The pace of science and engineering knowhow – unhindered by practical patient outcomes, regulation and mass production – often outsteps industry, which prioritises patient safety and regulatory oversight over speed. Since the bourgeoning of prescription drugs from the 1950s onwards, big pharma recorded annual sales exceeding US $1trillion in 2020. These impressive heath and economic outcomes have only been made possible by chemical and biochemical engineers, who, along with biologists, biochemists, pharmacists and geneticists, have specified and designed manufacturing, processing, instrumentation and control systems. Engineers understand the key quality-related manufacturing requirements to ensure facilities will meet regulatory requirements. 

Pharmaceuticals are often complex and costly to make. Chemical engineers ‘de-bottleneck’ and ‘process intensify’ to improve efficiencies and reduce cost, while ensuring safe manufacture with minimal environmental impact. 

Covid-19 has shown that when scientists, engineers, regulatory bodies and governments all work together, the pharmaceutical industry can be agile and respond rapidly to achieve great outcomes. 

The pandemic has required an unprecedented response to enable the development, manufacture and regulatory approval of vaccines, without compromising on safety and efficacy standards. Through the financial backing of governments and public institutions, which lightened the risk burden for companies developing vaccines, progress was prioritised, and a rolling review of data, as soon as it became available, allowed a timely response from regulators. 

Across the globe, chemical engineers have also responded to the pandemic through vaccine development, applying their skills to build and design emergency ventilators and developing rapid antigen tests.  

Pharmaceutical manufacture currently finds itself at a crossroads as it faces continual challenges to intellectual property rights and licencing, questions around equitable access, and sustainability, and a technological/scientific paradigm shift bringing pharmacy and biotechnology closer together.  As pharmaceuticals change from traditional small molecules to more complex biologics and stem cell therapies, chemical engineers are shifting their focus towards these biological fields. As these products grow, more chemical engineers will be required to drive the changes at an industry level to meet future healthcare challenges, including processes that are small scale, agile and flexible to address the production of novel compounds at speed – increasingly important for the treatment of diseases.  

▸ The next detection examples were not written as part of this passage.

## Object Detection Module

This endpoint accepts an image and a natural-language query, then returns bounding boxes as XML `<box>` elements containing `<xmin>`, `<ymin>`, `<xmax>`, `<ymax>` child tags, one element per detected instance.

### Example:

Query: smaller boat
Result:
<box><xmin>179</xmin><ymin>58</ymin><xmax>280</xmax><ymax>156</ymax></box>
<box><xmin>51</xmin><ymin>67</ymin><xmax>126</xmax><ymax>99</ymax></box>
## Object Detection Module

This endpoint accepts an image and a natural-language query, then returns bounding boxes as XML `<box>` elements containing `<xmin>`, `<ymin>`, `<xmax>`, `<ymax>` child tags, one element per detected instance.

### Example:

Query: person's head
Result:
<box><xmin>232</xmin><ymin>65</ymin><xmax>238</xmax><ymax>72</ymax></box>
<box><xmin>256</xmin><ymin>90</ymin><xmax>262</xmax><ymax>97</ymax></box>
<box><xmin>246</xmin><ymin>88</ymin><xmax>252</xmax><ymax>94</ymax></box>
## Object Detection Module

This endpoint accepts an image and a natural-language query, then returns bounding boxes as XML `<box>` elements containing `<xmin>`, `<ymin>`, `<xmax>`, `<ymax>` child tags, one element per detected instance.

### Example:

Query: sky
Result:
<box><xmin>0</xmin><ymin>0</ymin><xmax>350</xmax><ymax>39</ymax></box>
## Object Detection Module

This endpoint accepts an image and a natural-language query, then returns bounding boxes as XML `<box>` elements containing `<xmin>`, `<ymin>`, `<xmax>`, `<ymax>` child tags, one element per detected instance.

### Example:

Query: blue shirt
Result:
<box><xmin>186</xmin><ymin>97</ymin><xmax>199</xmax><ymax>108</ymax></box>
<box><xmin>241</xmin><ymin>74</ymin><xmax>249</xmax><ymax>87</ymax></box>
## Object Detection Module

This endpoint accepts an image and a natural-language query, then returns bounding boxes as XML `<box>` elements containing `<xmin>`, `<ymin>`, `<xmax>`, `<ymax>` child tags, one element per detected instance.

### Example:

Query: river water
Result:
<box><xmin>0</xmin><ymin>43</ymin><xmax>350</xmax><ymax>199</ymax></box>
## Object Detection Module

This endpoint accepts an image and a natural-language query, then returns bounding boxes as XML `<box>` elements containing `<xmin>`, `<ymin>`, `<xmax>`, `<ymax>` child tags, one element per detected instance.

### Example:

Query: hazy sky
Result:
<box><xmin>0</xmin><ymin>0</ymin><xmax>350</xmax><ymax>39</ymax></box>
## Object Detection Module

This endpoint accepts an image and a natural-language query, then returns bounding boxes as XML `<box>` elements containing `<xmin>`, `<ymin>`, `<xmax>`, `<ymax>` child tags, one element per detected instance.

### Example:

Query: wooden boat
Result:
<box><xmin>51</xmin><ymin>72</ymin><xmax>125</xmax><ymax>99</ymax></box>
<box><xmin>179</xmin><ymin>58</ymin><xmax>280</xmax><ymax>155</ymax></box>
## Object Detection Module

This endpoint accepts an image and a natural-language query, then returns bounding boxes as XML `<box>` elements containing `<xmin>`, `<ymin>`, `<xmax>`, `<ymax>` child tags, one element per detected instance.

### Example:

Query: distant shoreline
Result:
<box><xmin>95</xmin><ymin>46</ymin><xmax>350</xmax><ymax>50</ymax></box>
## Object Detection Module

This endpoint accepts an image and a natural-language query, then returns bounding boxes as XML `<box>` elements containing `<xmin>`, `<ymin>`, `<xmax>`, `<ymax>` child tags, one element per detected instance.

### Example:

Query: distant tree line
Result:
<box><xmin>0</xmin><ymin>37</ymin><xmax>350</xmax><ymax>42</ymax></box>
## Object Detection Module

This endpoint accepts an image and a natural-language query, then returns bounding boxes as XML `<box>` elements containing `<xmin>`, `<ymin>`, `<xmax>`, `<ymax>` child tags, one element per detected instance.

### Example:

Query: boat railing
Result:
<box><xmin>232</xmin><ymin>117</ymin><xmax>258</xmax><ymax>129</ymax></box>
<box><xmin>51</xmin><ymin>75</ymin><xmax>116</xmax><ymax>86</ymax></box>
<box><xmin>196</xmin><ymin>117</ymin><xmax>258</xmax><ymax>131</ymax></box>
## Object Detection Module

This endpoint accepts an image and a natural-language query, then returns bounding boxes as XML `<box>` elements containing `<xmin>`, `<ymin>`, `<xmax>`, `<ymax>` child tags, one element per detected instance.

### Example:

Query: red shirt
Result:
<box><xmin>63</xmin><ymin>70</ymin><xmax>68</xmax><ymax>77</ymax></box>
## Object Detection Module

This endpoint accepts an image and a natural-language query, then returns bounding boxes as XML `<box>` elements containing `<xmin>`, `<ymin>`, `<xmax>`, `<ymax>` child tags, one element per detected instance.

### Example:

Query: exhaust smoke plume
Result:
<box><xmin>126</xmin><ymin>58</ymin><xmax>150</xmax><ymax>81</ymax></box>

To address these issues chemical engineers will need to apply their knowledge to continuous processes, which is familiar territory. By looking at thermodynamicskinetics and choosing the right reactor systems, rather than scaling up laboratory processes, they will provide the way forward with technologies that require less solvent, improved yields and thereby reduced capital cost. 

A healthy, sustainable and equitable future  

The pandemic has revealed many truths regarding global health care, most particularly, highlighting the home grown advantage.  In Europe and the United States there is a significant effort to move the production of generic brand pharmaceuticals back to home-countries. However, there are many constraints to bringing offshore registered manufacturing sites home quickly, the largest one being the process of regulation. A modular continuous facility, fitting into one or several containers, is one possible solution. The containers themselves become approved mini manufacturing units, and once approved, can be relocated and installed where they are needed most merely by connecting to raw utilities and effluent systems.   

The roles of future chemical engineers in advancing health care are many and varied. From ensuring safe, efficient and sustainable methods of production, to working with researchers on the new frontiers of personalised medicine, for example sensors and biological markers to monitor addiction.  Problem solving at the interface of biology, chemistry and engineering offers exciting and inspired opportunities for young engineers to meet the challenges of global health care in next decades.